Uncertain Nature of the Benefit: The costs for a traditional OPEB benefit are much less certain than the costs of traditional pension plan. Currently, costs are lower than most actuaries would have predicted 10 years ago. Governments with traditional OPEB Plans should consider a contribution target of less than 100 percent of the accrued liability to reduce the possibility of overfunding the plan. Funding toward a significant percentage of the accrued liability (perhaps 80% or 90%) still promotes benefit security while reducing the risk of overfunding of OPEB benefits.

Affordability: The contribution needs to fit into the government budget. There is no longer a requirement to fund over 30 years or less and to target 100 percent funding. Governments can consider time horizons longer than 30 years and targeting less than 100 percent of the liabilities. If the contribution is still not affordable perhaps benefits should be adjusted now rather than after more employees have retired, so that they are affordable.
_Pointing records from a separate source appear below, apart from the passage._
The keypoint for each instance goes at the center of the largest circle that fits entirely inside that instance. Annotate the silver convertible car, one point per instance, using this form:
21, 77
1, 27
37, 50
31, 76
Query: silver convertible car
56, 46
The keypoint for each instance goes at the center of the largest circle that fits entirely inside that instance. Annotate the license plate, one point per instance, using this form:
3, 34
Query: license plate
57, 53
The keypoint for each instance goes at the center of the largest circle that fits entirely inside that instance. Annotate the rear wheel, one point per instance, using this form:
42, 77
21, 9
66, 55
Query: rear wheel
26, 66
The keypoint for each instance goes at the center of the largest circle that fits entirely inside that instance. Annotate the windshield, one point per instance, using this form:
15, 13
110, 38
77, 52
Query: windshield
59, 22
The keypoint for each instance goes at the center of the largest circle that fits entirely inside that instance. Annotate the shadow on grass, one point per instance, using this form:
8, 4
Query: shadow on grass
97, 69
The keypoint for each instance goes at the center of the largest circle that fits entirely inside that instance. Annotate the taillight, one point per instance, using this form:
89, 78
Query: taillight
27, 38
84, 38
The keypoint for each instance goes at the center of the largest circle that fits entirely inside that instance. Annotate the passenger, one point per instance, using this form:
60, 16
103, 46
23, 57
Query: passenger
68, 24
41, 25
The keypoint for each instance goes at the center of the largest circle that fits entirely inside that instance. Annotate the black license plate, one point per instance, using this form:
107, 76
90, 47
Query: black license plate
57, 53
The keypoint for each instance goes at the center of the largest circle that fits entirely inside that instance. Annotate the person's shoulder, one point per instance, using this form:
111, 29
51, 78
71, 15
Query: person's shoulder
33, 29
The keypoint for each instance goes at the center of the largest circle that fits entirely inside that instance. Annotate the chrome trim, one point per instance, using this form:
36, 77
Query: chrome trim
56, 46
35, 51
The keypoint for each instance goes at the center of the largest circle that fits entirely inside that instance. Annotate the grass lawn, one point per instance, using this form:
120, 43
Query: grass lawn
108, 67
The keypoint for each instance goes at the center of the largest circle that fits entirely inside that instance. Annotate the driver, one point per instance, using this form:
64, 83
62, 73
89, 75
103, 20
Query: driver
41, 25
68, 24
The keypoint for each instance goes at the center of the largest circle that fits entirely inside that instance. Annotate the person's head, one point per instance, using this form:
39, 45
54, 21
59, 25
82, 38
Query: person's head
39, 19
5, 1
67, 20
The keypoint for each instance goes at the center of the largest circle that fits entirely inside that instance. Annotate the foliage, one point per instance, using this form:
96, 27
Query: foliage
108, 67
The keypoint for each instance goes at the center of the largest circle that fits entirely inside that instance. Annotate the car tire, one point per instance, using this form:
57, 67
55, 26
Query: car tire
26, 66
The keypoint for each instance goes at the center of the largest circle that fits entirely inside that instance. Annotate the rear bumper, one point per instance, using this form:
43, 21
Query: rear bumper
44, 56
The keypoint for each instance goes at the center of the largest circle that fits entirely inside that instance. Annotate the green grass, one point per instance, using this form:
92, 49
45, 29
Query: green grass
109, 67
Each situation is different and there are many factors to consider. We encourage governments to take a closer look at their contribution policy for their OPEB benefit. The move from GASB 45 to GASB 75 is an opportune time to reassess whether the current funding policy strikes an appropriate balance among the frequently competing objectives of sustainability and affordability, taking into consideration the nature of the promise made to employees and the inherent uncertainty in the long-term cost of providing OPEB benefits.